The photobioreactor implemented was based on the research work performed under the “PBR@LSR” project at the University of Stuttgart [1]. SIMOC was able to reproduce the gas characteristics observed in the experiment. With regards to food production, the research at TUM concluded that a microalgae photobioreactor operated in a semi-continuous mode (algae is grown continuously and only partially harvested) is likely to produce more biomass than a photobioreactor operated in batch mode (algae is fully harvested every cycle). However, required photobioreactor volume heavily depends on whether CO2 is absorbed, O2 produced, or food provided and can be up to 500L per person.

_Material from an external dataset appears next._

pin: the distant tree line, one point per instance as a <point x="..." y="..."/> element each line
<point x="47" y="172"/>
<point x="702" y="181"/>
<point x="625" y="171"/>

Therefore, a microalgae photobioreactor is often geared towards a specific task.
Finally, the microalgae photobioreactor was implemented as part of a proposed Moon base, specifically the base concept “DIANA” of Astraeus e.V. [2]. Here, SIMOC revealed that a photobioreactor could contribute to a stable ECLSS system providing 30g/d of food per crewmember, producing parts of the necessary O2 and processing parts of the CO2. While it was shown that microalgae photobioreactors could be implemented in SIMOC, several improvements must be made to said model to be more precise and usable before it can become an official component in SIMOC.
The research work performed with regards to microalgae photobioreactors and SIMOC will be presented as a poster at ICES 2025, pending approval of the abstract.
Sources
[1] H. Helisch et al., “High density long-term cultivation of Chlorella vulgaris SAG 211-12 in a novel microgravity-capable membrane raceway photobioreactor for future bioregenerative life support in SPACE,” Life Science in Space Research, pp. 91–107, 2019, ISSN: 2214-5524. DOI: https://doi.org/10.1016/j.lssr.2019.08.001.
[2] D. Acker et al., “DIANA-Dedicated Infrastructure and Architecture for Near-Earth Astronautics,” 51st International Conference on Environmental Systems, 2022.